Is This Medical Therapeutics Company Worth Buying or a Major Risk?

Allogene Therapeutics’ (ALLO) goal of being a pioneer in the CAR-T field may be concerning for investors, given that CAR-T has been the worst performer in an already dismal healthcare market. So, let’s evaluate if it’s worth buying the stock now. Keep reading. – StockNews

Allogene Therapeutics, Inc. (ALLO) is a clinical-stage immuno-oncology company developing and commercializing genetically engineered allogeneic T cell therapies for cancer treatment. It develops, manufactures, and commercializes UCART19, an allogeneic chimeric antigen receptor (CAR) T cell product for treating pediatric and adult patients with R/R CD19 positive B-cell ALL.[1]

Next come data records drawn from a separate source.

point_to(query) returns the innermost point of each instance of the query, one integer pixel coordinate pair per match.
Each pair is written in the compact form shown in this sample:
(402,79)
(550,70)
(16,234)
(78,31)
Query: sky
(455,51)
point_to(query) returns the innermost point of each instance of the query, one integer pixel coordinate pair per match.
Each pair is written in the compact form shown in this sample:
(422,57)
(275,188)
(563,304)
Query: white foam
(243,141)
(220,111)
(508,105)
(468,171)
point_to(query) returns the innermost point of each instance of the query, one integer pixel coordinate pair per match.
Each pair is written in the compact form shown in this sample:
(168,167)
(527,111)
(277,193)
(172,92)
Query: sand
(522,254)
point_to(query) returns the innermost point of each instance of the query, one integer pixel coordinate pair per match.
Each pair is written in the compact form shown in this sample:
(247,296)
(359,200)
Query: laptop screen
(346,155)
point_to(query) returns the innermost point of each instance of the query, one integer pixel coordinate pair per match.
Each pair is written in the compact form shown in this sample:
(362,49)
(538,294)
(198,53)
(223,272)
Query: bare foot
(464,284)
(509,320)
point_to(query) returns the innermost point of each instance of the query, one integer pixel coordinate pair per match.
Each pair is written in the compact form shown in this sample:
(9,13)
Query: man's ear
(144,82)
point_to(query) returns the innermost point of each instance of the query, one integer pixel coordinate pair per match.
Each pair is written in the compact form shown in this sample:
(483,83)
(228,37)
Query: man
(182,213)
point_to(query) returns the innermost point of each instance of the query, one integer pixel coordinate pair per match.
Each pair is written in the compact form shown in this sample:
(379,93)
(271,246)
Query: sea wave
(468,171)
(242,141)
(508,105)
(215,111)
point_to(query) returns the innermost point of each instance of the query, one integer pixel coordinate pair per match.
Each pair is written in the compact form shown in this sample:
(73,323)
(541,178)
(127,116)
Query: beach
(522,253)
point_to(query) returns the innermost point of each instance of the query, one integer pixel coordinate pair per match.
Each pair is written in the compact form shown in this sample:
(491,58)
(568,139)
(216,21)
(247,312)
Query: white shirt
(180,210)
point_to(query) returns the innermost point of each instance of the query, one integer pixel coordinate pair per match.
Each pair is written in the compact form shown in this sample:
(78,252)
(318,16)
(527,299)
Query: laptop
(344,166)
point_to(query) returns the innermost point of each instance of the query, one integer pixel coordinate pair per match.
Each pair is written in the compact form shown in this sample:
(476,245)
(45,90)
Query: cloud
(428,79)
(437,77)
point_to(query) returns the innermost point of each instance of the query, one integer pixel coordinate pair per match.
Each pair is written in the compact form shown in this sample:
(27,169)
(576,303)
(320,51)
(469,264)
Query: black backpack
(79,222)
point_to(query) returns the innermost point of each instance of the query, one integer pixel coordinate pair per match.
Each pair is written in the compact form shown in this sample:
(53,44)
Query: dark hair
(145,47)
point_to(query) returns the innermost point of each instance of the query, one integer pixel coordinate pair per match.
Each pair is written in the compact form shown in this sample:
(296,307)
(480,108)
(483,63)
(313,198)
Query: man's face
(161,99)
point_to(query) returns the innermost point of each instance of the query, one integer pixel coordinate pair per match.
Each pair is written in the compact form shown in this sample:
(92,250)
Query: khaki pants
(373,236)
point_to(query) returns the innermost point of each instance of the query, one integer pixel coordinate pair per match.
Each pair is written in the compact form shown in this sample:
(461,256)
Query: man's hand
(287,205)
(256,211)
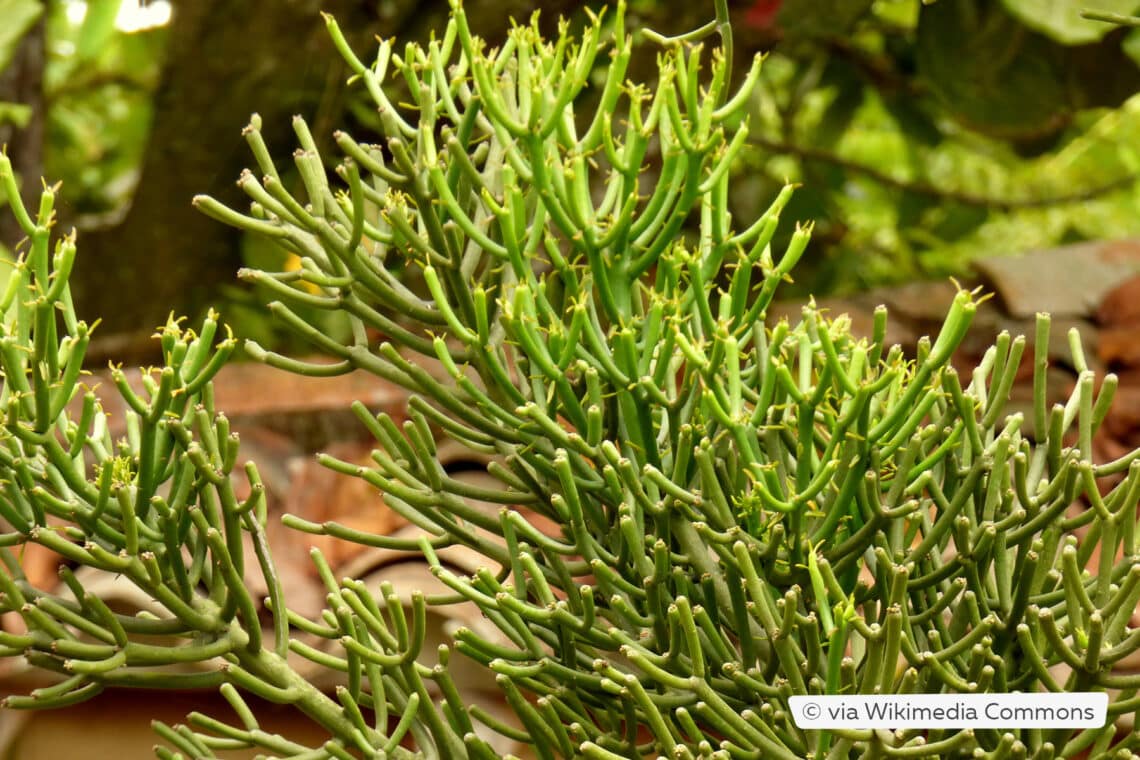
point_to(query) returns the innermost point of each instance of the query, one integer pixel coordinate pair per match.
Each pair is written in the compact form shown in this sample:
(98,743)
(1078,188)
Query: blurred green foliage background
(923,136)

The stock has declined 49.2% over the past year and 52.1% over the past nine months. While ALLO’s pioneer position in allogeneic CAR-T benefitted early investors, CAR-T space has been the worst performer in an already dismal healthcare market.

ALLO faced several drawbacks in the CAR-T space. Though CAR-T can be therapeutic as it is now approved for B-cell lymphoma, leukemia, and mantle cell lymphoma, autologous CAR-T can be largely expensive. Kymriah costs $475,000 per treatment regimen; Yescarta costs $375,000.

Allogeneic therapies could be made cheaper and quicker, and that’s the drawback of allogeneic CAR-T. However, the human body is framed in a way that rejects what it considers foreign bodies. This is among the primary problems faced by allogeneic therapies today. Various companies are putting effort, but the market has perceived that they are not succeeding too well, which is reflected in their stock prices.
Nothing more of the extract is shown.